Un protocollo di collaborazione rinnovato con un taglio operativo finalizzato alla promozione di attività culturali con diverse azioni volte ad incrementare il turismo responsabile e lo sviluppo locale.

Ma il confronto avverrà chiaramente anche su aspetti più tecnici e riguardanti la gestione e conservazione di habitat e specie animali e vegetali comuni all’area euromediterranea.

Alla sottoscrizione del rinnovo dell’atto di gemellaggio erano presenti il presidente del Parco naturale regionale di Porto Conte Raimondo Tilloca e una nutrita delegazione della componente istituzionale catalana guidata dal Deputato Josep Tarín, responsabile politico delle aree protette della Provincia di Barcellona; Jordi Padròs, coordinatore delle aree protette della Provincia di Barcellona e Xavi Roget, responsabile tecnico delle aree protette della Rete dei Parchi della Provincia di Barcellona. Presente inoltre Giuseppe Tilloca, presidente dell’associazione Culturale Obra Cultural de l’Alguer.

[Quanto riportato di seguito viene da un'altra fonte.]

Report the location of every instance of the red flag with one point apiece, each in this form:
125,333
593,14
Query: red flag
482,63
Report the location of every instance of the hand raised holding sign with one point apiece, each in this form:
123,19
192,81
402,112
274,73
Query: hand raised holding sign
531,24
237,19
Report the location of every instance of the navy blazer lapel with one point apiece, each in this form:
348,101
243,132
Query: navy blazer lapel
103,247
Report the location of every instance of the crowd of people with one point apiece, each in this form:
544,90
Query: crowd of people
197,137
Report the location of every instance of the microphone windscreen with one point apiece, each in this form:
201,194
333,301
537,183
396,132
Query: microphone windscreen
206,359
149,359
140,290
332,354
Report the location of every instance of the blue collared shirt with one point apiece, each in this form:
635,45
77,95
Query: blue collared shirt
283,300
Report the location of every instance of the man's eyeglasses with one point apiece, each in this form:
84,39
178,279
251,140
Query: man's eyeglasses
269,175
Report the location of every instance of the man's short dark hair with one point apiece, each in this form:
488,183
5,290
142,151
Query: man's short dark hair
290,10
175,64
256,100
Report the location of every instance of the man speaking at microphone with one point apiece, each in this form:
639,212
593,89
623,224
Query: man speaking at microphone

«Il rapporto socio culturale che ci lega come città di Alghero con i paesi catalano parlanti è storico e consolidato ormai da tempo-spiega il presidente del Parco di Porto Conte Raimondo Tilloca- sviluppare un asse di collegamento sempre più solido anche sulle tematiche ambientali non può che contribuire ad un arricchimento generale delle rispettive parti. Lavoreremo perciò a rafforzare questi rapporti anche con delle progettualità specifiche che ci consentano di ottenere finanziamenti europei per lo sviluppo di azioni di conservazione e tutela».